It is up to you as a couple to decide that, but in all honesty, you aren't that old. My mother is neary 49 years old and is TTC. Her doctor has told her that even at her age, it is worth getting pregnant, despite a loss.

It is great that you feel that you don't need a child in your life, but he does. Can you really expect him to suffer wen there is a possibility of it happening else where? He could and likely will end up with resentment etc.

There is a HUGE difference between YOU playing a sport, and you trying to have a child with your HUSBAND. The sport is just about you, having a child isn't. No one is saying that you have to keep trying, but you cannot blame him for finding what he wants with someone else if necessary. It isn't just you who would be have a childless life, it is a choice being made for him as well. If he isn't willing to live a childless life, and you aren't willing to try, there really is only one answer.


----------



## Jazzmin

Tiki, Thank you so much for sharing your insight and perspective. I did click on your username and read some of your other posts and I can clearly see where you are coming from in all of this. I think you are helping me to better see and feel his side by sharing your view points. My dilemma is that we haven't decided it as a couple, he is still holding onto the dream and I want to face reality.

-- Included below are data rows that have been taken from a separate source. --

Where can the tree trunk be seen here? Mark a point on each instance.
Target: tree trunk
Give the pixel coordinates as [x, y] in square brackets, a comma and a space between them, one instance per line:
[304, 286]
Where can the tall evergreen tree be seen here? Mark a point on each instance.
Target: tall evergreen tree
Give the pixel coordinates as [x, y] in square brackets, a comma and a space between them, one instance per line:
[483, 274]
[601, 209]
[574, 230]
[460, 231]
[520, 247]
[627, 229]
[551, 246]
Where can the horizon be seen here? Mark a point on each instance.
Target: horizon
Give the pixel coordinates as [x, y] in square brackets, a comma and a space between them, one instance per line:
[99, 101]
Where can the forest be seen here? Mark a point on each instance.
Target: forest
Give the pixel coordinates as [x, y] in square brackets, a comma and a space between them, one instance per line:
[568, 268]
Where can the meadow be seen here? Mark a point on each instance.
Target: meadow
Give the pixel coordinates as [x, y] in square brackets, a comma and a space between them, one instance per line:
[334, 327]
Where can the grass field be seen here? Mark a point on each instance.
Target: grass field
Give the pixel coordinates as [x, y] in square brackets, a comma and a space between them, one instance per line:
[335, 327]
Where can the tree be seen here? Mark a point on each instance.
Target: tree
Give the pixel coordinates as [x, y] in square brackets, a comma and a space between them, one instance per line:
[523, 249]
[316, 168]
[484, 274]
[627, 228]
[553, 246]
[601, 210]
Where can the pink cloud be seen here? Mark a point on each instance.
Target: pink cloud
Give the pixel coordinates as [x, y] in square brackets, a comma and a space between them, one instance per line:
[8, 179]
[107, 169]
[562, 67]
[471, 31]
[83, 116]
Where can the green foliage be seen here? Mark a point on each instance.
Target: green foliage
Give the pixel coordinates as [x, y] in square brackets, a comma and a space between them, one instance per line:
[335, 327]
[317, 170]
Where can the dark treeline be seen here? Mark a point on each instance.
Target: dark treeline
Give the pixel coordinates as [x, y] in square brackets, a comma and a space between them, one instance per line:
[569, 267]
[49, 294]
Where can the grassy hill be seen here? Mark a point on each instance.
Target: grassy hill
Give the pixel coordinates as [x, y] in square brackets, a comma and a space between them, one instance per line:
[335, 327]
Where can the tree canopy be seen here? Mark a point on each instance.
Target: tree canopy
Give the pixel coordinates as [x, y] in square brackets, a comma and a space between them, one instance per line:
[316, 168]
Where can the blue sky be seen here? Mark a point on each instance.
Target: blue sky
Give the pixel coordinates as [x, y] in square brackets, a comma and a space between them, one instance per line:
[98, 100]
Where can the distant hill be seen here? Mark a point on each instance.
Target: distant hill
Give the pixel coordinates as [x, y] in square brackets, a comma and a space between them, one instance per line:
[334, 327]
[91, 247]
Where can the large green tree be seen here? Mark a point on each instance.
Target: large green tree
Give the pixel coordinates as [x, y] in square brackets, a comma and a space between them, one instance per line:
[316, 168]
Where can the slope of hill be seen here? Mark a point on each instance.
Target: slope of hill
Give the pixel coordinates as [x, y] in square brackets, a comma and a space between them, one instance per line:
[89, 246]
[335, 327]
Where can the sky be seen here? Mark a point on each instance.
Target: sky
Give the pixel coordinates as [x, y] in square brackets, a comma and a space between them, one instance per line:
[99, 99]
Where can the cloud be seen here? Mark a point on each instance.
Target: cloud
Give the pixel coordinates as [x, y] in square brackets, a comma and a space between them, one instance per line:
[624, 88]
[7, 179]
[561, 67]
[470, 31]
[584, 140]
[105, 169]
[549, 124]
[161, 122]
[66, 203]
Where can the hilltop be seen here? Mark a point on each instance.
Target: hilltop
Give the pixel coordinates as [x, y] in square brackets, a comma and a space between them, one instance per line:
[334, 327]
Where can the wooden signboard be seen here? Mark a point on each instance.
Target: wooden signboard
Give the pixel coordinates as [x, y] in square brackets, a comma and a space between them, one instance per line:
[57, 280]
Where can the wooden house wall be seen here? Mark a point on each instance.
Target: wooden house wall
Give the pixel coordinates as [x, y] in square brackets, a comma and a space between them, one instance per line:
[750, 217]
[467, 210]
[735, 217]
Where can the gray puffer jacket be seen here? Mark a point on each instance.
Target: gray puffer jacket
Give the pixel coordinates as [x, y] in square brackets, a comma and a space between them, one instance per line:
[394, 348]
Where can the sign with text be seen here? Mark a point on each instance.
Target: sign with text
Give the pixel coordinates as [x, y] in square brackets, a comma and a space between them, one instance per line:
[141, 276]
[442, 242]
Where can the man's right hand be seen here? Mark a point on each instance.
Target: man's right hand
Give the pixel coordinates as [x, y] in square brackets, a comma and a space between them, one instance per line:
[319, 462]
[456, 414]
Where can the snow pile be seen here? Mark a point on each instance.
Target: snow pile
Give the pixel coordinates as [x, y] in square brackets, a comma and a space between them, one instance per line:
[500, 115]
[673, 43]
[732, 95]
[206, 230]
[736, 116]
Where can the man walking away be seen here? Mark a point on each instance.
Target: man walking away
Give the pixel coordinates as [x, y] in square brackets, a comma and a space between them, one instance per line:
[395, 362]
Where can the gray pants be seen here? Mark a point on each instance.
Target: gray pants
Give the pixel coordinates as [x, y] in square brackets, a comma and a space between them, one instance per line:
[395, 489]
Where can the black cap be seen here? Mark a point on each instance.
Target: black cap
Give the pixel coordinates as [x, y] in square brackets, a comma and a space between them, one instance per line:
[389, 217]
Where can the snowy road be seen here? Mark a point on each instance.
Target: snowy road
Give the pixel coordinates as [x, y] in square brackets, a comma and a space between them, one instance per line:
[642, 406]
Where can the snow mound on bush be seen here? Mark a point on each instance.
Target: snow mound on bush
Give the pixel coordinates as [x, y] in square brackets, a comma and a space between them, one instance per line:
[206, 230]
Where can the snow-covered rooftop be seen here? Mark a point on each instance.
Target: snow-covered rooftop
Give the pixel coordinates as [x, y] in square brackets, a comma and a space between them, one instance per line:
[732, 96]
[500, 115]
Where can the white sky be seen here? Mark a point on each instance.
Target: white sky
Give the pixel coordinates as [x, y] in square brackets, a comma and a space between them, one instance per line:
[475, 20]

It must be very hard for you to have to sit back and watch your mother who is nearly 50 do what your heart so desires to do. Even though I have decided that I am ready to move on, I still get that surge of anger and jealousy when family and friends announce that they are expecting. I want to be happy for them, I really do, but I still grieve the loss of that portion of my life that I will never experience. I know that I can find joy in other aspects of life but there will always be this one thing that I wasn't able to do for myself and my husband. For the most part, I've made peace with it and decided to move on but it doesn't mean that it doesn't hurt, that I don't have doubts, especially when I know that my desire for self-preservation and moving on could hurt my husband's happiness so much. 

Sorry if my sports analogy seemed offensive. I just don't know how else to explain it. Would it have been a better analogy if I had said that we were both playing the sport together?

I'm certainly not addressing this impasse in my marriage as a way to assign blame. I want him to be happy and if a child is the only thing that he thinks will make him happy, he will continue to desire that. However, the counselor asked him about what happiness looked like, what a perfect day was to him, what the future looked like and he couldn't picture those things or put them to voice. I think he might be so set on the idea that he hasn't stopped to consider the other possibilities for now and the future.


----------



## Jazzmin

Have you ever seen the sci-fi movie, "What Dreams May Come" with Robin Williams in it? This is another analogy that I've used to try to help my husband to accept my perspective. 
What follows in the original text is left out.